Hanaa Al-Mekkawi, Mardi, 23 avril 2019

Certains choisissent de devenir prêtres, alors qu'ils sont déjà mariés et pères de famille. Une décision qui impose un style de vie bien particulier à eux et à leur entourage. Témoignages de familles de prêtres à l'occasion de la Semaine Sainte.

Au nom du père
Père Matta lors des noces d'une de ses filles.

Leur histoire d’amour a commencé au coeur de l’église où Nino et Karim, coptes ortho­doxes, ont fait connaissance en participant à différentes activités. Tombé follement amoureux de Nino, Karim s’est présenté à sa famille pour demander sa main, juste après avoir terminé ses études universitaires. « Pour mes parents, c’était le prétendant idéal. Sauf que ma mère m’a pré­venue: la charge du bonnet de prêtre est pas seulement lourde à porter pour lui-même, elle l’est aussi pour sa femme et ses enfants », relate Nino. Car dès le départ, Karim n’a pas caché à ses parents son intention de devenir prêtre (ndlr: un homme marié avant son ordination peut devenir prêtre). Aujourd’hui, et après 18 ans de mariage, Nino ne regrette pas d’avoir dit oui à Karim. Selon ses propos, la vie n’est pas sou­vent facile, mais à deux et avec la bénédiction de Dieu, tout se déroule agréablement.

Elle s’occupe de ses deux enfants âgés de 16 et de 13 ans et assume ses responsabilités en tant que profes­seure et épouse d’un prêtre. « En plus de mes charges en tant que maman et enseignante, je dois aider mon mari et suivre son travail en tant que serviteur de Dieu. Il est impos­sible de séparer les deux vies, privée et publique, que je partage avec les fidèles de l’église », dit Nino. Car lorsqu’un homme marié décide de devenir prêtre et se consacrer entiè­rement à Dieu et au service de l’église, sa décision affecte toute sa famille. Sa femme et ses enfants doivent partager sa vie de prêtre, mais à des degrés qui varient d’une famille à l’autre.

Sacrifice et altruisme

« La femme d’un prêtre doit accep­ter certaines choses dont elle ne pourra jamais se détacher toute sa vie: le sacrifice, le service et la res­ponsabilité », dit Isis, la femme de père Michel Elias, catholique syriaque. Après 9 ans de mariage, ce dernier qui travaillait dans une socié­té privée a décidé de rejoindre le sacerdoce en devenant prêtre. Au début, sa femme a exprimé ses réti­cences, craignant d’assumer seule les responsabilités de la maison et des enfants, en plus de son travail. « Il voulait à tout prix servir Dieu, et vu sa détermination, je ne pouvais pas m’y opposer », relate Isis.

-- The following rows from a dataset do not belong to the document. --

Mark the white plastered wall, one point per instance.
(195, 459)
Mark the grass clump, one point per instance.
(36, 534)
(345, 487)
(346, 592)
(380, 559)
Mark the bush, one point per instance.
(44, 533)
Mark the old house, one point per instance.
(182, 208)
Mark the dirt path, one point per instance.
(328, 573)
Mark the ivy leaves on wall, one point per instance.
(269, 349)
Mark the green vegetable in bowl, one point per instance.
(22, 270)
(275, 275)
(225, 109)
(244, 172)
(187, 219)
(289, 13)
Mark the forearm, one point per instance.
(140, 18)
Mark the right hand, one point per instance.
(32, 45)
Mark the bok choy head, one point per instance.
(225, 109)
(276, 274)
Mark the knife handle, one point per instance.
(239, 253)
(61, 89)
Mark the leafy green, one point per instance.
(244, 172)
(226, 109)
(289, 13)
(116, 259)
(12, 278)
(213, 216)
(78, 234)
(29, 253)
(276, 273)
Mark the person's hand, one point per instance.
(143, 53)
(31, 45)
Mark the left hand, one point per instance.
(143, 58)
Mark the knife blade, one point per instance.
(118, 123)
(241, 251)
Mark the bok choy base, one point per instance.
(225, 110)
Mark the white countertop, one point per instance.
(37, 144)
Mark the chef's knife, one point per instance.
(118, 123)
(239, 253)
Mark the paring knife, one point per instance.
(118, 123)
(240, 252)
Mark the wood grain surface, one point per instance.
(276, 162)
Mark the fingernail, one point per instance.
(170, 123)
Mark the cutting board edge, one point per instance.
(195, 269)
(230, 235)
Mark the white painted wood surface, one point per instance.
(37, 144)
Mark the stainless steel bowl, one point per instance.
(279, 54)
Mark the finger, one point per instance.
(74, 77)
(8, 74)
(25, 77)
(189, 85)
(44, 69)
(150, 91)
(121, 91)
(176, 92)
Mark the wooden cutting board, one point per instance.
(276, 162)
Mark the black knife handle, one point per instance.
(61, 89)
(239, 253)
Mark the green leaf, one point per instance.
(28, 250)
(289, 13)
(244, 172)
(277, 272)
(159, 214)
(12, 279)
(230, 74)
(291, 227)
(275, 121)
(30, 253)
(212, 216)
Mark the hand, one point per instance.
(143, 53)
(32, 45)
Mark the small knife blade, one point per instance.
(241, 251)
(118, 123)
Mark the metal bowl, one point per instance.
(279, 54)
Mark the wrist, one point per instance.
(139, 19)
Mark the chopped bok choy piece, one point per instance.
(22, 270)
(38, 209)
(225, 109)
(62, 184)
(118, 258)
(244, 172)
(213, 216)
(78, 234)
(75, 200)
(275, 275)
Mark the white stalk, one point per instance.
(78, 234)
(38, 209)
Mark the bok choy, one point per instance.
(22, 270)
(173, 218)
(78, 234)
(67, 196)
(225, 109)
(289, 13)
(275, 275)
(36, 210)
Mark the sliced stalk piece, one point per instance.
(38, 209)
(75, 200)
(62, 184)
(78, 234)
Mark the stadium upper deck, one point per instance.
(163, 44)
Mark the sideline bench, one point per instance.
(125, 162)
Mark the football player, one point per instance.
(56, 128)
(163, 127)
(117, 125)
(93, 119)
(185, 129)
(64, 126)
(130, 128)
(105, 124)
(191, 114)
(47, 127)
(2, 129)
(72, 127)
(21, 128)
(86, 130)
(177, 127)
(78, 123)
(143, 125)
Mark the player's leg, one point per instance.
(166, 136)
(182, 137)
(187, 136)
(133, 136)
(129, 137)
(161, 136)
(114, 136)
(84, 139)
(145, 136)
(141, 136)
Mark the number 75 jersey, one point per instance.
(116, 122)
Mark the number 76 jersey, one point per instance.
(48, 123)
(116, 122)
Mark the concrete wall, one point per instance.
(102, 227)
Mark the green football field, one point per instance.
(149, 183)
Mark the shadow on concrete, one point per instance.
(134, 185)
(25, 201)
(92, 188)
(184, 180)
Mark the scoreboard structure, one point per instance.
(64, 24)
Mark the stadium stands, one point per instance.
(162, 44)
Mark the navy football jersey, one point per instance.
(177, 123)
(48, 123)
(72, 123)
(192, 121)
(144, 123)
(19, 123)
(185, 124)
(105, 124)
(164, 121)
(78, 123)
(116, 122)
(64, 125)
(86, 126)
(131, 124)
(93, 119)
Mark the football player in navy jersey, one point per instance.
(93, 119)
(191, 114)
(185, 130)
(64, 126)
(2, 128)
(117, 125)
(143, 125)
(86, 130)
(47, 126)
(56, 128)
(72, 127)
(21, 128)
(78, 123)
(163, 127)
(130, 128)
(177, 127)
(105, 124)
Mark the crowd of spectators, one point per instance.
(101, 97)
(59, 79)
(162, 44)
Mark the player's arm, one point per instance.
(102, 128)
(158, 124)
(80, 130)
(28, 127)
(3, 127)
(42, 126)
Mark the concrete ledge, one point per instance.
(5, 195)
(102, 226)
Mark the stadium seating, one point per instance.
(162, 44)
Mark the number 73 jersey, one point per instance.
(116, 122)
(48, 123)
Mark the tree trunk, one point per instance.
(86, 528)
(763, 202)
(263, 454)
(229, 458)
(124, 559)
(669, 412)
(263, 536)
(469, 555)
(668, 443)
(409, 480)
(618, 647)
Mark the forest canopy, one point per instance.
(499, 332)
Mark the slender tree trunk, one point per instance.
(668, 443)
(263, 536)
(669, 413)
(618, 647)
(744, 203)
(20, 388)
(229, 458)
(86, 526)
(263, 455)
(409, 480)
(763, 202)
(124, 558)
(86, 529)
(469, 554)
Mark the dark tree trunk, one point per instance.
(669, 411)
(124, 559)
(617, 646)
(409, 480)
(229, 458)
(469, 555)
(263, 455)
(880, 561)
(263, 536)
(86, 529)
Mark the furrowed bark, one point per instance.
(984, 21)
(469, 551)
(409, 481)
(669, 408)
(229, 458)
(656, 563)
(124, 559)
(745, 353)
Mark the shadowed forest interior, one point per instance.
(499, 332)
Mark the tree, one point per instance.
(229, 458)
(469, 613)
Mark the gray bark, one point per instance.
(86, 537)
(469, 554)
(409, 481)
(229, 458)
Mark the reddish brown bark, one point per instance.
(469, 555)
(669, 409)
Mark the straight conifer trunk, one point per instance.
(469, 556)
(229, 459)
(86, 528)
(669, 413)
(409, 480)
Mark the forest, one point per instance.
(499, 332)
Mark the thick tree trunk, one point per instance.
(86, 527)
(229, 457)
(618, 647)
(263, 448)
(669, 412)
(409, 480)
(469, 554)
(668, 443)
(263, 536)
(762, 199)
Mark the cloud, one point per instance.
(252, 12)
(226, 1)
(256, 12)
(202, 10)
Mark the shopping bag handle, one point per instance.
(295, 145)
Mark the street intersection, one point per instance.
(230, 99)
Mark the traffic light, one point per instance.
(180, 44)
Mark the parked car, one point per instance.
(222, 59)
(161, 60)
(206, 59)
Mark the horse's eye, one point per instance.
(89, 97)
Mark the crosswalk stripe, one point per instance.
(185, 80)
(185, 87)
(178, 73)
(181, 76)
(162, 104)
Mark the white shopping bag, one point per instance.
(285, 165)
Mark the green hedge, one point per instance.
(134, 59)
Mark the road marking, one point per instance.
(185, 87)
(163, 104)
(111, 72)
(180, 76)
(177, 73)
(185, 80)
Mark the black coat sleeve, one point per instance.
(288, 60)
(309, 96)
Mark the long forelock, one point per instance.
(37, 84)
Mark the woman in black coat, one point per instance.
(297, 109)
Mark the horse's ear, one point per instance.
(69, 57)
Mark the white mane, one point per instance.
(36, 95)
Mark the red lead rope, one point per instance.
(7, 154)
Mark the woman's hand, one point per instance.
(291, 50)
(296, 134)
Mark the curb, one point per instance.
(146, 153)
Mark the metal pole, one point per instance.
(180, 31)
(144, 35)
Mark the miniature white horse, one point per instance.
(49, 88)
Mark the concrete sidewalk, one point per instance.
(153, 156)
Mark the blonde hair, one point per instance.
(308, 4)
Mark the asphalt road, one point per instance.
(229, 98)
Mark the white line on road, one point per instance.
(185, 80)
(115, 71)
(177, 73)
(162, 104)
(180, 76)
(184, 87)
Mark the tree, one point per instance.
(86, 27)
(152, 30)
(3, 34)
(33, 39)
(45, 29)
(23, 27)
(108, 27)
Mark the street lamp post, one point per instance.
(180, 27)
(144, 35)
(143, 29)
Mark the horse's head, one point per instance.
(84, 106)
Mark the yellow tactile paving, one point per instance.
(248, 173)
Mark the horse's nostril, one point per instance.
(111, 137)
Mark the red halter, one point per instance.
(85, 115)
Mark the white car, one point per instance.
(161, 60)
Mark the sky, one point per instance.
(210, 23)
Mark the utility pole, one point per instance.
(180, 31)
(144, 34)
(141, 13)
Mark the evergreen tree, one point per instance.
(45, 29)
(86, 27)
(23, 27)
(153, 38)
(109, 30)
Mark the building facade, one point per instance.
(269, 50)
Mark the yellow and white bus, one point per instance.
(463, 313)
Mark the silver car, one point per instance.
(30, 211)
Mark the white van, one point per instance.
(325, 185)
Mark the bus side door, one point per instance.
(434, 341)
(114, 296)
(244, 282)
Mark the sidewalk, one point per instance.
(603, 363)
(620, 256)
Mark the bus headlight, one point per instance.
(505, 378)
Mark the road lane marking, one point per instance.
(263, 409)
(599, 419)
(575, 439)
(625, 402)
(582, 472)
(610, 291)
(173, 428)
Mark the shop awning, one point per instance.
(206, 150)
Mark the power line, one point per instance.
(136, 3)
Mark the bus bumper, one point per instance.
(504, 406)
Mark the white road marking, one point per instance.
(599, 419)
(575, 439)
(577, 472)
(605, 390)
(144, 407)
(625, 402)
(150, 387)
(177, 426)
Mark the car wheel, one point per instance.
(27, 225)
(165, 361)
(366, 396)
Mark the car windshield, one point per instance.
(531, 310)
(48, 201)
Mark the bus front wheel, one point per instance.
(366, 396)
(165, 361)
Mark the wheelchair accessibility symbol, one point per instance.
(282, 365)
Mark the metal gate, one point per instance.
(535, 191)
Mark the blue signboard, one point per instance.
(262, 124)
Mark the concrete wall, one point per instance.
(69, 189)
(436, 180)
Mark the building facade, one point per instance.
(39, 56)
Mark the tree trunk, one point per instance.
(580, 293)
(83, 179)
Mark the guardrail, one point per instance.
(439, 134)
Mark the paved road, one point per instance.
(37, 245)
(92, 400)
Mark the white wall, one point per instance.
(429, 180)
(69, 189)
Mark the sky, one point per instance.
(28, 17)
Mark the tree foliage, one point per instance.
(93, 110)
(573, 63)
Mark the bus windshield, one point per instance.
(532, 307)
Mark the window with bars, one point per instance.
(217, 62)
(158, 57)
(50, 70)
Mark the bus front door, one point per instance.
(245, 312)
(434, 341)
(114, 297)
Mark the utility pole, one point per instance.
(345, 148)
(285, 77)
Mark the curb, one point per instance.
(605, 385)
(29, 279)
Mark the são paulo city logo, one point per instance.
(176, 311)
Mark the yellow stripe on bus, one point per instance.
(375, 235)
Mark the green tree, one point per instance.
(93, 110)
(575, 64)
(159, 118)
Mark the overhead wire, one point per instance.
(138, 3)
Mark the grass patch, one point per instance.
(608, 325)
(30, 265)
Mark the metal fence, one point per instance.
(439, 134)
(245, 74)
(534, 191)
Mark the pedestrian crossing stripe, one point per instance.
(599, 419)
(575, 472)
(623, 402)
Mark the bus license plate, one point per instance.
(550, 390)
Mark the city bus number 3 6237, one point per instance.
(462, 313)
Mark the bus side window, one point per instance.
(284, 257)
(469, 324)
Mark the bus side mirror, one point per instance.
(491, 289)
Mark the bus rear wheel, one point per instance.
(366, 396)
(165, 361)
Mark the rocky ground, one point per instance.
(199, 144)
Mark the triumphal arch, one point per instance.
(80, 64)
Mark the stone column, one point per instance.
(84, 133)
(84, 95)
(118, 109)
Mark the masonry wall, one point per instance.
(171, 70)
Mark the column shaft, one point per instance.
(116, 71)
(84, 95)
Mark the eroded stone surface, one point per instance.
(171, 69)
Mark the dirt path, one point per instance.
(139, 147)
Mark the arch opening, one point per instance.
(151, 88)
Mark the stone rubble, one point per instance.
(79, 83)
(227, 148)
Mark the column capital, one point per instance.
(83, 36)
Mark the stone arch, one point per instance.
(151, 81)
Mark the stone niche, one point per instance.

Devenant « Tassoni », nom donné à la femme du prêtre, Isis a appris comment répartir sa vie entre ses trois enfants, son boulot et le service de ceux qui ont besoin d’aide, un rôle complémentaire à celui de son mari. D’après elle, ce sont surtout au cours des cinq années qu’elle a pas­sées dans le quartier d’Héliopolis, où leur appartement était annexé à l’église, qu’elle avait vraiment vécu la vie de Tassoni. Bien que père Michel possède un bureau à l’église, sa maison restait toujours grand ouverte à ceux qui désiraient le voir à n’importe quel moment de la jour­née. Autrement dit, sa femme était toujours à ses côtés pour l’aider à résoudre certains problèmes fami­liaux. « Je devais être l’amie de tout le monde », dit Isis, en ajoutant qu’au fur et à mesure, elle s’est habituée à cette vie. « Je sentais que le Bon Dieu nous envoyait une pluie de bénédictions ». De son côté, père Michel, qui interdisait à ses enfants de l’appeler papa devant les gens, insistait sur le fait de prendre un jour de congé afin de le passer en famille. « Mon père a toujours gardé cette mine austère avec nous. Il ne cessait de nous répéter que nous sommes les enfants d’un prêtre et que nous devions être un exemple à suivre. Et bien que nous vivions dans l’église, et c’était là que l’on rencontrait nos amis, nous n’avions pas le droit de rentrer tard », raconte Ragui, 30 ans, le fils cadet de père Michel.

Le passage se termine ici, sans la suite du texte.